How we cite our quotes: The poem is 159 lines long, so we just cite by line number.

Quote #1

These beauteous forms (22)

The "forms" the speaker is describing are the shapes of the cliffs, trees, cottages, et cetera that he describes in the first stanza. "Forms" seems very non-specific, though. Why doesn't he say "landscape"? Considering the personal relationship he develops with this particular scene, it might seem odd that he uses such an impersonal word to describe it.

Quote #2

more like a man
Flying from something that he dreads, than one
Who sought the thing he loved. (70-72)

The speaker describes his younger self, the boyish William, running like crazy around the mountains of Wales. Maybe the younger William did have a chip on his shoulder ("something he dreads") from which he was trying to run away.
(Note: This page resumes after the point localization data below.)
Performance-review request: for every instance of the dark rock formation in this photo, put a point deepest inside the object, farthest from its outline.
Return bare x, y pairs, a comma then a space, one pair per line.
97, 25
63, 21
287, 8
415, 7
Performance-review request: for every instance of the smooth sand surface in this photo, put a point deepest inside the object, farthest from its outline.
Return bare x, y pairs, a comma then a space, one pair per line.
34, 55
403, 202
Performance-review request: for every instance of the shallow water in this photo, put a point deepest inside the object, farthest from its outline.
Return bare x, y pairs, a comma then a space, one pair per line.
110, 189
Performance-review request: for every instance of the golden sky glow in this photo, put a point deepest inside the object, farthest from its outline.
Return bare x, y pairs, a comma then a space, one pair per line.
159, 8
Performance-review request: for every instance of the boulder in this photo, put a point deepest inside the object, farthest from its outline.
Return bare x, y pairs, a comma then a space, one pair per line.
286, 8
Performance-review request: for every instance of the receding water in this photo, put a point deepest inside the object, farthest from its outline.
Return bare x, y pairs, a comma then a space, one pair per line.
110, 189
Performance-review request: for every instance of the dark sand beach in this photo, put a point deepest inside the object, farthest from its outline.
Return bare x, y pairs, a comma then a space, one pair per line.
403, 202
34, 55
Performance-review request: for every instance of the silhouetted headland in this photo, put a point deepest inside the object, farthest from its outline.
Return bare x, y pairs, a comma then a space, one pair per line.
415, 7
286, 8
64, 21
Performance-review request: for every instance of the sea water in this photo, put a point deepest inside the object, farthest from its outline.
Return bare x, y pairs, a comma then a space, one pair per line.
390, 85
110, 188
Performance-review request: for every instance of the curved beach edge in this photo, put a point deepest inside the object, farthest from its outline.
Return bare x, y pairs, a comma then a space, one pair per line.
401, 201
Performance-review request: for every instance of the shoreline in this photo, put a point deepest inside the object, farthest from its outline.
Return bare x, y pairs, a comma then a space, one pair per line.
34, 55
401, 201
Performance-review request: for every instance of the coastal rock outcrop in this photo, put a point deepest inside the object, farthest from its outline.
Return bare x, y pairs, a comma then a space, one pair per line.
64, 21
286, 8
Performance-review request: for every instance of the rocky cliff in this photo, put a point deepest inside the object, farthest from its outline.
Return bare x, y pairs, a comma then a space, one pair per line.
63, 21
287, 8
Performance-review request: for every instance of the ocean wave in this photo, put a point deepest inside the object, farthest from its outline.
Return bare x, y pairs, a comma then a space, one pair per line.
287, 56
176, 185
Or maybe he was just running for the sake of running, with no purpose at all, because he hadn't yet learned to appreciate nature intellectually.

Quote #3

For nature then
(The coarser pleasures of my boyish days,
And their glad animal movements all gone by)
To me was all in all. (72-75)

The "coarser pleasures" and the "glad animal movements" describes the younger William's crazy running around from the more mature point of view of the speaker. Yes, he says, nature was everything to him back then, but his "pleasures" were "coarser," or less sophisticated, than they are now.